Sunday, September 5, 2010

When the Hurricane Passed

The other night we decided to go out for ice cream. Hurricane (or tropical storm) Earl was passing far to the south and east and denying us the good soaking rain we really needed. Instead all afternoon we'd been tantalized by sprinkles and small bursts of wind here and there.

Our little trip out that evening was okay. Not great; not horrible. Just okay. Ethan didn't really want to sit at the table in the ice cream shop and eat his dish of strawberry. He wanted to play with the door on the soda machine. Or attempt to go outside. We looked for the train but it wasn't there. Anna kept rambling in her usual six-year-old chatter and I tried to concentrate on what she was saying while also making sure Ethan didn't dash into the street to go look at another of his treasured storm drains or manhole covers. He cried for a moment about not going to see the fountain on the town green. No major disasters. But nothing spectacular. We'd had meatloaf for dinner. I picked up milk at CVS while we were out. It was that kind of evening.

As we hopped in the car toward home I suddenly decided to turn down route 159, which runs through the historic part of town. There was a road down that way that was nice to drive around sunset.

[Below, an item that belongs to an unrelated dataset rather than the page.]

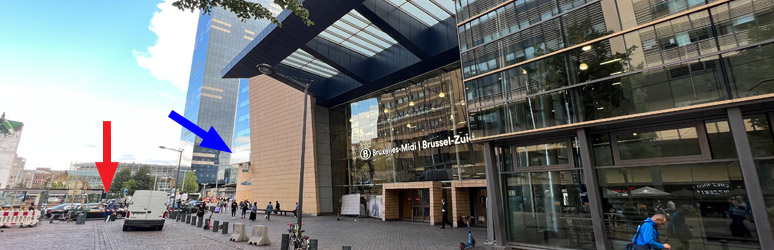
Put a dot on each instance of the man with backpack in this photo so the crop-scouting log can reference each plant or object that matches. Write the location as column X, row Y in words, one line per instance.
column 646, row 236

We turned and hadn't gone more than a half-mile when Dan saw it. "A rainbow!" he exclaimed.

The rest of us couldn't see it at first. We kept winding around the road, craning to see through the trees. Then we took a right turn and there it was, in all of its glory, just above us. The rainbow swept over us, magnificently. I was reminded of my visit to St. Louis, years ago, of driving away and seeing the arch rising up behind us. Except here we were driving through the rainbow, under the rainbow.

Anna happened to have her children's Bible in the car. She took it out and found the story of Noah's Ark, and started reading to us the concluding lines in the story, about the rainbow. Less than three minutes later, the rainbow was gone. The sun must have shifted, and there was absolutely no trace left.

I went poking around online just a minute ago for a children's version of the story (Anna's Bible is who-knows-where right now). This is what I came across, from a page titled "The Rainbow and the Promise:"

And then God said to Noah, "Look up in the sky."

Noah looked up. The storm clouds were drifting away, the bright son was shining against Noah's back. And against the dark grey sky, God made a brilliant rainbow appear. God said to Noah,

"You see, I have set my rainbow in the sky. This will be the sign of the covenant I have made with you and all creatures, to never again destroy the earth by a flood. It will always remind us of the promise made between you and me."

So the next time you see a rainbow, think of Noah and the flood. Remember that God loves you, and no matter how bad the storm, there will always come a bright new day.

That is God's promise, and God always keeps His promises.